One of Tram's handwritten diaries was captured by U.S. forces in December 1969. Following her death in a gun battle on June 22, 1970, a second diary was taken by Frederic (Fred) Whitehurst, then a 22-year-old U.S. military intelligence officer. Whitehurst defied an order to burn the diaries, instead following the advice of a South Vietnamese translator who advised him not to destroy them. He kept them for 35 years, with the intention of eventually returning them to Dang's family, if possible.

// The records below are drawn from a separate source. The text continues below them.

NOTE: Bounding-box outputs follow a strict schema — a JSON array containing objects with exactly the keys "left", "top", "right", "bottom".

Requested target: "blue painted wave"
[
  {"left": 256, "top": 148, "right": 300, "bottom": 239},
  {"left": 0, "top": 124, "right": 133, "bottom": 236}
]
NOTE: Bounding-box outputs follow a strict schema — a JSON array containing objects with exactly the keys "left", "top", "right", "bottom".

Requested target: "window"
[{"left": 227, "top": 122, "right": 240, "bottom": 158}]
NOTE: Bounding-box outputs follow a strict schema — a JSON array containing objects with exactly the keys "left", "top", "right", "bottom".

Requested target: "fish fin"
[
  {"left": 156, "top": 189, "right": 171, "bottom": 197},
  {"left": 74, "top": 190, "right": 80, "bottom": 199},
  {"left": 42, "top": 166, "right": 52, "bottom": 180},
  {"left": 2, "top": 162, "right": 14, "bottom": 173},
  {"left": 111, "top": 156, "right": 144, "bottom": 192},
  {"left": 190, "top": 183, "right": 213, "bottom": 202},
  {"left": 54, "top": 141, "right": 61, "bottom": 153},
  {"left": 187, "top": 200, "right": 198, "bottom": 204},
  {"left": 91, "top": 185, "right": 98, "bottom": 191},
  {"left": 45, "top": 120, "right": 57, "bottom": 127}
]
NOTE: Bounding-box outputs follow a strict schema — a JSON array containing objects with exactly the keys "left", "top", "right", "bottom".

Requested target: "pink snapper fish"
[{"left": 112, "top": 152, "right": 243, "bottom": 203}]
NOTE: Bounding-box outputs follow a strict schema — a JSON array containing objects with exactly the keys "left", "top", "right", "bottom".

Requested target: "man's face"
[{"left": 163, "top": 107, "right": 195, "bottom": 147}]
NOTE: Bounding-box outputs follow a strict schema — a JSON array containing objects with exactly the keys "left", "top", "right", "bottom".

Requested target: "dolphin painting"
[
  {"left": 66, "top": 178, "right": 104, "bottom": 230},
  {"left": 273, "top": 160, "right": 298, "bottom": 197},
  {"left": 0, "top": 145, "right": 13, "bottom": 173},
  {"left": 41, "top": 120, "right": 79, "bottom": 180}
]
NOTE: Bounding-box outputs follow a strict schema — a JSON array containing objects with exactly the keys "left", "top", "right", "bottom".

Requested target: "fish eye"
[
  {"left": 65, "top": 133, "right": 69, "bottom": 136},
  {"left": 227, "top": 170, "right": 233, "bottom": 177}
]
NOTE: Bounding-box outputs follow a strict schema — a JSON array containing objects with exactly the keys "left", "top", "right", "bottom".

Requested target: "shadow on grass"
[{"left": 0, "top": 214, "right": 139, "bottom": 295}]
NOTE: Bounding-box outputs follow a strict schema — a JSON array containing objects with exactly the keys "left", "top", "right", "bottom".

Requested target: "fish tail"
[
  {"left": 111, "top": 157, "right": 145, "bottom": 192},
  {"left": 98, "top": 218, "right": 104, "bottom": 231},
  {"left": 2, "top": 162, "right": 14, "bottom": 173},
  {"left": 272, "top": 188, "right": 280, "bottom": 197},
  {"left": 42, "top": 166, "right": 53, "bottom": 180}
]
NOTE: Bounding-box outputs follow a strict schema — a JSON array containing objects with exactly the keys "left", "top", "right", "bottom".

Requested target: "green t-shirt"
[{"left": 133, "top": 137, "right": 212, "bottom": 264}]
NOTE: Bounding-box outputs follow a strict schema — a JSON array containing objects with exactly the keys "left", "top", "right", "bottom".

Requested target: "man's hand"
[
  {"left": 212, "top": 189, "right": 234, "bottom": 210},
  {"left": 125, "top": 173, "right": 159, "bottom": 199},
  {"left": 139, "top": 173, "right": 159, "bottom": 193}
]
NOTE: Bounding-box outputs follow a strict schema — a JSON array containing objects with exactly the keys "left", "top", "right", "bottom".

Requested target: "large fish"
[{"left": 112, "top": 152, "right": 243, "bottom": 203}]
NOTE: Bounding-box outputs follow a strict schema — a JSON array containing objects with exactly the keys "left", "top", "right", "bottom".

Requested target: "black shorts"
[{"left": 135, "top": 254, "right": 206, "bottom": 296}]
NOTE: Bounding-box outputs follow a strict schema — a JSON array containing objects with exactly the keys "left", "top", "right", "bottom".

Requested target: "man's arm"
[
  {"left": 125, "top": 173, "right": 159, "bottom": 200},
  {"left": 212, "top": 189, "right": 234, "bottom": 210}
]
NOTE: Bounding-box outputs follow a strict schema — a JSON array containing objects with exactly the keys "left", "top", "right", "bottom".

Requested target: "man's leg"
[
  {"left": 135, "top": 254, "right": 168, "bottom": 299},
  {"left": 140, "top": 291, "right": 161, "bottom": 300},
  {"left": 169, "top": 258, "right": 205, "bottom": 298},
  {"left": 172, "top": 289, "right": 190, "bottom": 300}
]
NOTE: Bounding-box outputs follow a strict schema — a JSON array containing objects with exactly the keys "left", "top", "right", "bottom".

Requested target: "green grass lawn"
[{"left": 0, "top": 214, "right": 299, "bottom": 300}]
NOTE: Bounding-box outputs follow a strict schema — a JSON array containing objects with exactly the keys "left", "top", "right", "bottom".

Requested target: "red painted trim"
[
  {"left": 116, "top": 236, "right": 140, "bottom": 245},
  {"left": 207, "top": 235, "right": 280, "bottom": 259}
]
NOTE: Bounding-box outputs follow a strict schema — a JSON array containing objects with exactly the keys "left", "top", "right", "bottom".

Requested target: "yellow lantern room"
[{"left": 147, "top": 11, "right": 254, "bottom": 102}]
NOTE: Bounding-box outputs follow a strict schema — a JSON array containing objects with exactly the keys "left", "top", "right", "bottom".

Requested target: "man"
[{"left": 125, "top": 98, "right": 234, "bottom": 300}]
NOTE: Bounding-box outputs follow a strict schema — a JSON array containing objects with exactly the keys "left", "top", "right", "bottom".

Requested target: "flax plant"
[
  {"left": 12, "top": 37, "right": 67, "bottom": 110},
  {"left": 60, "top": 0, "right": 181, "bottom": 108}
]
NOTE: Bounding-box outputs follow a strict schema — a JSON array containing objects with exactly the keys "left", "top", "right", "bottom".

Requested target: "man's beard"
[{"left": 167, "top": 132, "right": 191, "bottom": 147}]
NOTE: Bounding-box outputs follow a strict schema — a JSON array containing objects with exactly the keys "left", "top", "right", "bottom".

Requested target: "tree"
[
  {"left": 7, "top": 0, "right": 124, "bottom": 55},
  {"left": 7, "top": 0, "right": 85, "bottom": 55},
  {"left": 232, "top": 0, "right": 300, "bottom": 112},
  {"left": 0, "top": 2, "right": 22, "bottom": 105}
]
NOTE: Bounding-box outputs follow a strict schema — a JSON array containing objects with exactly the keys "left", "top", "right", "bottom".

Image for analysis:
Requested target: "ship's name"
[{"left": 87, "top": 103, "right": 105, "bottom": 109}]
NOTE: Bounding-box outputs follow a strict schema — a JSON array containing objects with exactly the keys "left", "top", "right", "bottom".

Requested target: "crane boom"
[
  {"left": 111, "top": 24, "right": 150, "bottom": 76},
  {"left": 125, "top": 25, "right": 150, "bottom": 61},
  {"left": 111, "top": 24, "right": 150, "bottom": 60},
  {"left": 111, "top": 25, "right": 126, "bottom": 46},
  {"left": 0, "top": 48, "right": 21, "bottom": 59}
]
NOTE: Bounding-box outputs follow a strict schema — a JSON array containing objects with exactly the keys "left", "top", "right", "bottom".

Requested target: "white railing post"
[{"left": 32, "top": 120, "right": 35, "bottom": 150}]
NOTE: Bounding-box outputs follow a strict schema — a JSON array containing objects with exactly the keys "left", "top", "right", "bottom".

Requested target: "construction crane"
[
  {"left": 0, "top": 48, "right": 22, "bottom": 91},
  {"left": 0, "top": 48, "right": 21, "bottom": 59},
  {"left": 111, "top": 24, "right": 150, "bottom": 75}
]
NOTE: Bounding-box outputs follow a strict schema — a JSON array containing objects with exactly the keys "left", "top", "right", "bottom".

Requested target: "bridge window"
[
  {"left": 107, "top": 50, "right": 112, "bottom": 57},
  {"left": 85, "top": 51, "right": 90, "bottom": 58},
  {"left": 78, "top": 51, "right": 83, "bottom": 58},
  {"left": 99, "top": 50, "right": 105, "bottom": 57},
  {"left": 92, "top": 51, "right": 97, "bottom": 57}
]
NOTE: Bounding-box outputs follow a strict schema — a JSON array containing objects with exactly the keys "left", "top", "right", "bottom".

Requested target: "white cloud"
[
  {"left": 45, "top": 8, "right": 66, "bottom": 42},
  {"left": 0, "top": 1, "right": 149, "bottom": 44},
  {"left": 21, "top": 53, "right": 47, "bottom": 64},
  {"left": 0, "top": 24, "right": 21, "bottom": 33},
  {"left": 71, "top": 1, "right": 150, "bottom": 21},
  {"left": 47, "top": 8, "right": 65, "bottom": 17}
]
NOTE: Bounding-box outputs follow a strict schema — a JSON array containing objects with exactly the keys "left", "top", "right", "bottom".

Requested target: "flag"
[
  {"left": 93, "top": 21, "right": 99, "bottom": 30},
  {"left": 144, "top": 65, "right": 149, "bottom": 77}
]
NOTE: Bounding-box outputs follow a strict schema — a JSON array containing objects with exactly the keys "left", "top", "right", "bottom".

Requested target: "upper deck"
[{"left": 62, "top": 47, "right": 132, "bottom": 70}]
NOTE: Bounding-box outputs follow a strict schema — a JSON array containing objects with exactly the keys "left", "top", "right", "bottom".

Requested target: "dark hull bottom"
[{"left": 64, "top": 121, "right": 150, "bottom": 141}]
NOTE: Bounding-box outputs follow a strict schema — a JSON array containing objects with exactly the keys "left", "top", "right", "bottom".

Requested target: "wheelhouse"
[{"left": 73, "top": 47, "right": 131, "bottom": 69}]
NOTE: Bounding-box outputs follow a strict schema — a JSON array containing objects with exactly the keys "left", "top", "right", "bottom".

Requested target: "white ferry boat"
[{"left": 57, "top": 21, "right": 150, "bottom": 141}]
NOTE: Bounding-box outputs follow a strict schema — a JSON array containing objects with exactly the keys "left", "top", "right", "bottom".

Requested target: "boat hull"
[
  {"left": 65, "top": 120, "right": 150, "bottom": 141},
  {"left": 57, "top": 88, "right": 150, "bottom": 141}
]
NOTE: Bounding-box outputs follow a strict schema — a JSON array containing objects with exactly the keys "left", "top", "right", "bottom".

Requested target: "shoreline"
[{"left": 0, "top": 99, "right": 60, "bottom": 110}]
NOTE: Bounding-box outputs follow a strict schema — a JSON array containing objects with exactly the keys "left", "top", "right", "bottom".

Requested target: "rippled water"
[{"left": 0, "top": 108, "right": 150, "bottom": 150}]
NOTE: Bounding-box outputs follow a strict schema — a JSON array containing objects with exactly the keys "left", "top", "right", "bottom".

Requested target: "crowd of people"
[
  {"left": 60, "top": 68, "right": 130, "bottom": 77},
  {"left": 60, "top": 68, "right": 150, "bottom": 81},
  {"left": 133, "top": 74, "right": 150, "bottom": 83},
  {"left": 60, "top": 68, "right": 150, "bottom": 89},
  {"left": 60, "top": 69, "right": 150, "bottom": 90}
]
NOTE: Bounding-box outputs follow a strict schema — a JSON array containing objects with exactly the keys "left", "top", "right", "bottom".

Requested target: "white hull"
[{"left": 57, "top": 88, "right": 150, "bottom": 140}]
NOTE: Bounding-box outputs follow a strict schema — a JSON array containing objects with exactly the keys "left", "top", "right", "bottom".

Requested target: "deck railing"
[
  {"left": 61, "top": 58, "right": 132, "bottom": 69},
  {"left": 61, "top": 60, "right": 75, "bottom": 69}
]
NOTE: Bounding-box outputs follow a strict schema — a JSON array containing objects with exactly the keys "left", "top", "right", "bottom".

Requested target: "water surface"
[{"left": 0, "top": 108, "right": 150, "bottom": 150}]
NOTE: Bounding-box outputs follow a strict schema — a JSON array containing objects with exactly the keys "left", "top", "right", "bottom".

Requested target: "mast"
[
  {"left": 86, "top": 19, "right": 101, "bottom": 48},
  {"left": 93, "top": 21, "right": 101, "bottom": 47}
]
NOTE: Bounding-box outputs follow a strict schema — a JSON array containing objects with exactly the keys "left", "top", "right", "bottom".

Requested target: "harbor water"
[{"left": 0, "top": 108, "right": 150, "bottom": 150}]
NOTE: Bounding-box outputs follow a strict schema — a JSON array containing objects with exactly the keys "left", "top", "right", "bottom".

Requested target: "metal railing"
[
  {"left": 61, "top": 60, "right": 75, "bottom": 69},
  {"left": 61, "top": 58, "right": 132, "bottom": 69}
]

Whitehurst's search for Tram's family initially proved unsuccessful. In March 2005, he and his brother Robert (also a Vietnam War veteran) brought the diaries to a conference on the Vietnam War at Texas Tech University. There they met the photographer Ted Engelmann (also a Vietnam veteran), who offered to look for the family during his trip to Vietnam the next month. With the assistance of Do Xuan Anh, a staff member in the Hanoi Quaker office, Engelmann was able to locate Tram's mother, Doan Ngoc Tram, and family.[1]
In July 2005 Tram's diaries were published in Vietnamese under the title Nhật ký Đặng Thùy Trâm (Dang Thuy Tram's Diary), quickly becoming a bestseller. In less than a year the volume sold more than 300,000 copies and comparisons were drawn between Dang's writing and that of Anne Frank.[2][3]
In August 2005 Fred and Robert Whitehurst traveled to Hanoi, Vietnam to meet Tram's family. In early October of the same year the family traveled to Lubbock, Texas to view the diaries, which are archived at Texas Tech University's Vietnam Archive, then visited Fred Whitehurst and his family in his home state of North Carolina.
The diaries have been translated into English and published translations into other languages (including Korean) are forthcoming.